Christmas beyond borders: Fujian winter celebrations

Still dreaming of a white Christmas? Look no further. Fujian province in China is just a two-and-a-half-hour flight from Manila via Philippine Airlines. 

It’s never too late to experience a white Christmas this year in the enchanting winter of Fujian, where temperatures range from eight to 15 degrees Celsius with the winter season extending from December to February.

Although December is not officially winter in Fujian, it marks the midway through the winter season, bringing colder weather and widespread snowfall.

According to records, the city of Wuyishan holds the title for the coldest city in Fujian in December, with temperatures dropping to lows of about 5 degrees Celsius.

Wuyishan boasts a row of scenic silver trees—a sight to behold. Tourists can enjoy hanging out by the trees, taking a stroll among these frozen wonders, and capturing souvenir photos of icy leaves formed by rime when moisture in fog freezes suddenly on objects.

Some locals choose to gather around a crackling stove, hold a cup of freshly brewed tea in their hands, and indulge in delightful chitchat with friends.
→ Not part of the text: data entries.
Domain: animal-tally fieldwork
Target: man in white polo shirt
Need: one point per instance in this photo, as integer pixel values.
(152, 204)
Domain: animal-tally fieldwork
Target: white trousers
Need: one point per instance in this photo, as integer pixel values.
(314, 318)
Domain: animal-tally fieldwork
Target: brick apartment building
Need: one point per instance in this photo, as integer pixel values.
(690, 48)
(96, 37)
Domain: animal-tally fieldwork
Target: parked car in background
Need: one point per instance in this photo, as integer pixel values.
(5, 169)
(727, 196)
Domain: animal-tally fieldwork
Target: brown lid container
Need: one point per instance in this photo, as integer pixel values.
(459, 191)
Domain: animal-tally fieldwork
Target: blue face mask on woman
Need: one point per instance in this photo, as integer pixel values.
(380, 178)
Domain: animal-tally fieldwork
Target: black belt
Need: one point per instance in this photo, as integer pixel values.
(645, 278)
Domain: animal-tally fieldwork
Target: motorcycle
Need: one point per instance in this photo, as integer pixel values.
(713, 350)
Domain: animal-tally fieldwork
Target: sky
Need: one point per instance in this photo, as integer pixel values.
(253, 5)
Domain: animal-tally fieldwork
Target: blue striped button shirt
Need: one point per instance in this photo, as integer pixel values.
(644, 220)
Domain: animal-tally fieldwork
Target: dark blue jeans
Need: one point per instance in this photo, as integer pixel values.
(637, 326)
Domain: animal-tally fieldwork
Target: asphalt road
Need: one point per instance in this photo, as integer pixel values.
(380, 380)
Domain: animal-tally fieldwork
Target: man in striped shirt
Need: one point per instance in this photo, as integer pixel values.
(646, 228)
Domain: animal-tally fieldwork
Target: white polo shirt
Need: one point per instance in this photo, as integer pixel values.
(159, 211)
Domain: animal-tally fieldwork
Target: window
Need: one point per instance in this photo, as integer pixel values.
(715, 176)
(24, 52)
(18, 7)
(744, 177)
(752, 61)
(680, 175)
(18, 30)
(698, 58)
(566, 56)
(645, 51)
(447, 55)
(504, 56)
Snow, tea, and friends come together to create the perfect winter day for them.

At Sunset Pier in subtropical Xiamen, where the weather is a bit warmer, a store creates artificial snow, attracting many young people who capture moments with the Christmas tree installed there.

Meanwhile, in Fuzhou, several bars and restaurants remain open during the Christmas season.

Fuzhou native Yu Siwei shared, “Some business districts set off the Christmas atmosphere early, creating scenes suitable for photos, preheating Christmas special menus, or promoting discount activities.”

While Christmas isn’t an official holiday in China, the Fuzhou native emphasized that the celebration begins after work for those with jobs. 

“The younger generation looks forward to Christmas, but not in a religious sense as most of us are not religious. We just see Christmas as an opportunity to hang out and have fun with friends, engaging in ordinary activities like shopping, enjoying delicious food, or having a post-dinner glass of wine,” Yu said. 

Although not a traditional celebration, younger people in China have adopted a unique way to mark the occasion—by giving apples to friends and loved ones. The Mandarin phrase for apple, “ping guo,” sounds similar to “safe and sound” in Chinese, symbolizing blessings for a safe and peaceful year ahead.